Last month, Blue Cross of Idaho announced that starting in April it would sell five individual-market plans, which it dubbed Freedom plans, under the state-based plan model. It estimated there were about 110,000 middle-class, uninsured Idahoans who might be interested in buying these plans. Other insurers selling plans in Idaho held back, expressing wariness about violating the ACA's coverage rules.
In a January interview, Cameron expressed concern about the short-term plans that currently are offered, warning that they divide healthier and sicker people into separate risk pools and contribute to the disintegration of the ACA-compliant market.

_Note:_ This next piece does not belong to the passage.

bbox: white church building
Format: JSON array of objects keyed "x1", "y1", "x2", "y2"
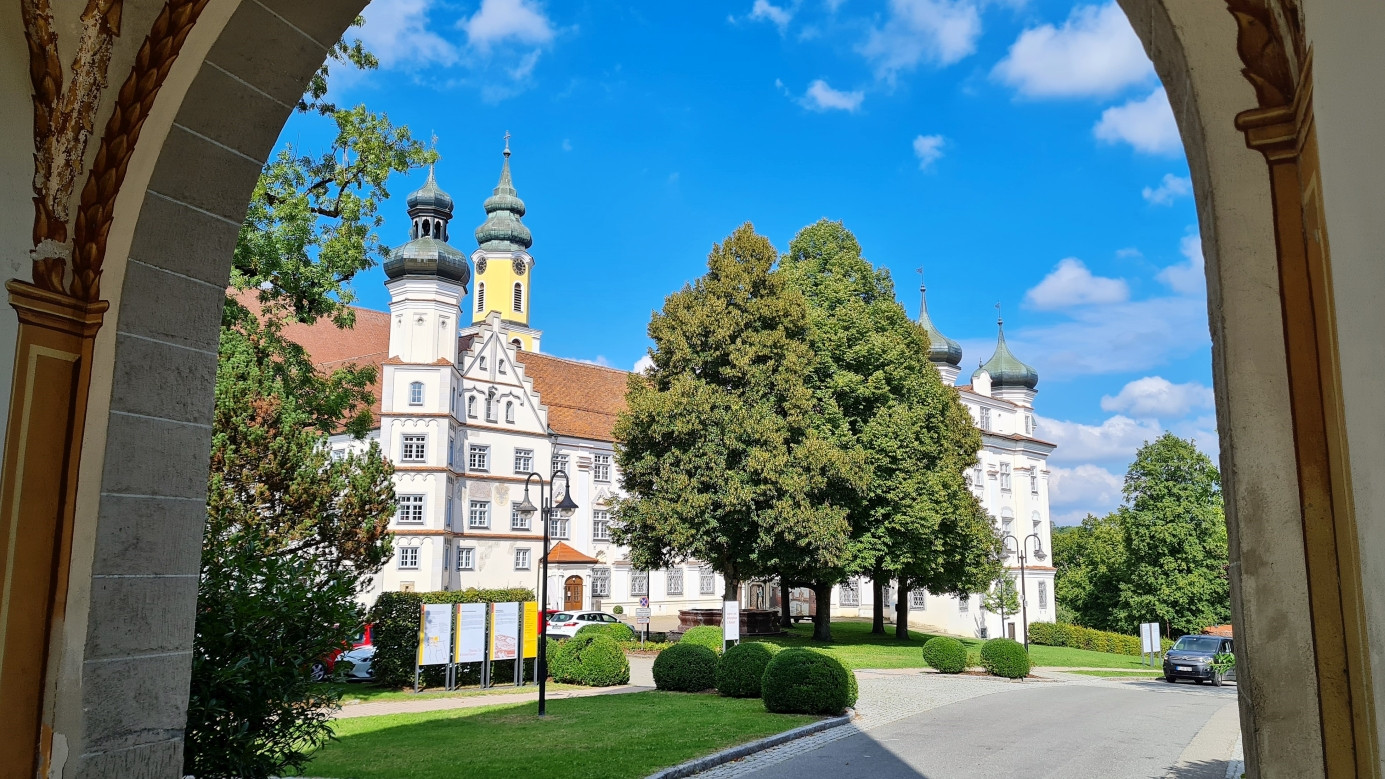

Dubauskas said her company would be willing to offer some form of guaranteed renewability. But she added that her company would have to adjust the initial premium upward to reflect its increased risk in insuring a customer for two 364-day periods instead of one without a fresh evaluation of the customer's health status.
"This is new territory," she acknowledged. Charging a higher initial premium "could make the plan attractive for all parties."
A Blue Cross of Idaho spokesman declined to say whether it would be interested in expanding those plans and making them guaranteed renewable.
But experts say it would be legally dubious for the Trump administration to issue a rule allowing guaranteed renewability for short-term plans, and that congressional action likely would be needed for that. Democrats likely would block such legislation in the Senate.
"The more you make a short-term plan look like conventional health insurance, the shakier becomes the legal case for the administration's rule allowing short-term plans for up to 364 days," said Nicholas Bagley, a University of Michigan law professor who's an ACA expert.
The ACA carved out an exception from its coverage rules for short-term plans. "But you can't define those words short-term out of the statute," he added.
Fishman noted that the Trump administration implicitly recognized that making short-term plans renewable on a guaranteed basis would not comply with the ACA. The White House recently urged congressional action to make more affordable coverage available by "clarifying" that short-term plans may offer renewals without using medical underwriting.
In addition, Sen. John Barrasso (R-Wyo.) recently introduced a bill to define short-term plans as lasting up to 364 days and making such plans guaranteed renewable at the option of the applicant.